(7 Ottobre 1967)
Le tele esposte nelle sale del Circolo Universitario Feltrino, raccolgono il frutto di lunghe esperienze, di una ostinata e ansiosa ricerca di interpretare e rappresentare una realtà che sfugge all’occhio umano: l’infinito cosmico.
E francamente rende l’infinito, l’infinito di D’Ambros.
Quel suo infinito che si riempie di elissi, di ciottoli e sassolini disseminati su disegni onirici – per usare un termine ormai consacrato – di giochi cosmici, dai colori freddi e roventi ad un tempo, ha una forma, una luminosità, un ritmo, un rilievo spaziale tutto caratteristico.
Poetica intuizione di mondi siderali, quasi il nascere di nuovi astri nello spazio; in uno spazio che si accende stranamente, si gonfia, addirittura esplode in una visione che talora assume gli accenti di una misteriosa apocalisse.
Una pittura però che rimane entro i limiti di una tesa e lucida struttura razionale, che controlla sempre le tumultuose e segrete spinte dell’ispirazione.
Quando D’Ambros colloca nello spazio il suo gioco di ellissi, quel movimento rotatorio dà allo spettatore il sapore del cosmo, gliene offre un’equivalenza pittorica che è insieme giusta e fantastica.
Raggiunge l’artista, a nostro avviso, l’armonia tra pensiero, espressività e forma: cioè la poesia. Comunica una visione attraverso colori, sassi e materia cementizia, scoperti e fissati da lui, entro una sua architettura compositiva, strutturata di luci e notti, di speranze e terrori.

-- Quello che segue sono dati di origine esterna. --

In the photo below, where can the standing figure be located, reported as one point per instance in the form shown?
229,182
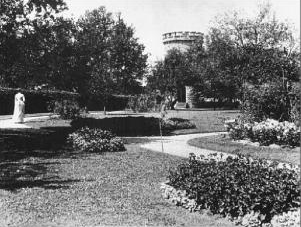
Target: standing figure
19,109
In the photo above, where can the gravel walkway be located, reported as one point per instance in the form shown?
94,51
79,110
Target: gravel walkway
177,145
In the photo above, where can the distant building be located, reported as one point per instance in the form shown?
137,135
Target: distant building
182,41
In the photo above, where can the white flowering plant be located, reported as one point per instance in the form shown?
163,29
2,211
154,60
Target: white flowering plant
266,132
95,140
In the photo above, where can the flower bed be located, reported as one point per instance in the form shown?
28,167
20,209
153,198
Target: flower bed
95,140
250,192
266,132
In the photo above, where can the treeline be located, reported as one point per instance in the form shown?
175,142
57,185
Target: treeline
96,55
239,55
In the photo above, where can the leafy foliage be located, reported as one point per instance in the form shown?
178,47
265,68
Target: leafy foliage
266,132
272,101
170,124
66,109
238,185
37,101
142,103
111,57
170,75
95,140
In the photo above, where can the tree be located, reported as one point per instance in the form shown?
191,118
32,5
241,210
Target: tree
243,50
171,75
109,55
19,51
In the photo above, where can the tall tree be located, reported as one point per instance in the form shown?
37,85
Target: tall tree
109,54
19,21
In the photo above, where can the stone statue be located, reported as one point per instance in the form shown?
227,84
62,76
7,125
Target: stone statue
19,109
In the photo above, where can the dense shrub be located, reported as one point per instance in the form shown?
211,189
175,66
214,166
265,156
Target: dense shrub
95,140
66,109
266,132
176,123
273,100
115,102
133,126
37,101
238,186
141,103
290,218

Interessanti anche gli altri soggetti: “per un attimo di pace” (la quiete spirituale resa quasi geometrica), “basta!” (l’inquietudine ormai intollerabile), “partita di calcio nello spazio” (miscuglio coloristico di tifo, urla, liti).
Un artista, il D’Ambros, che è sollecitato dal poetico fascino del cosmo, dalla misteriosa nostalgia del mistero, dalla profonda inquietudine delle creature.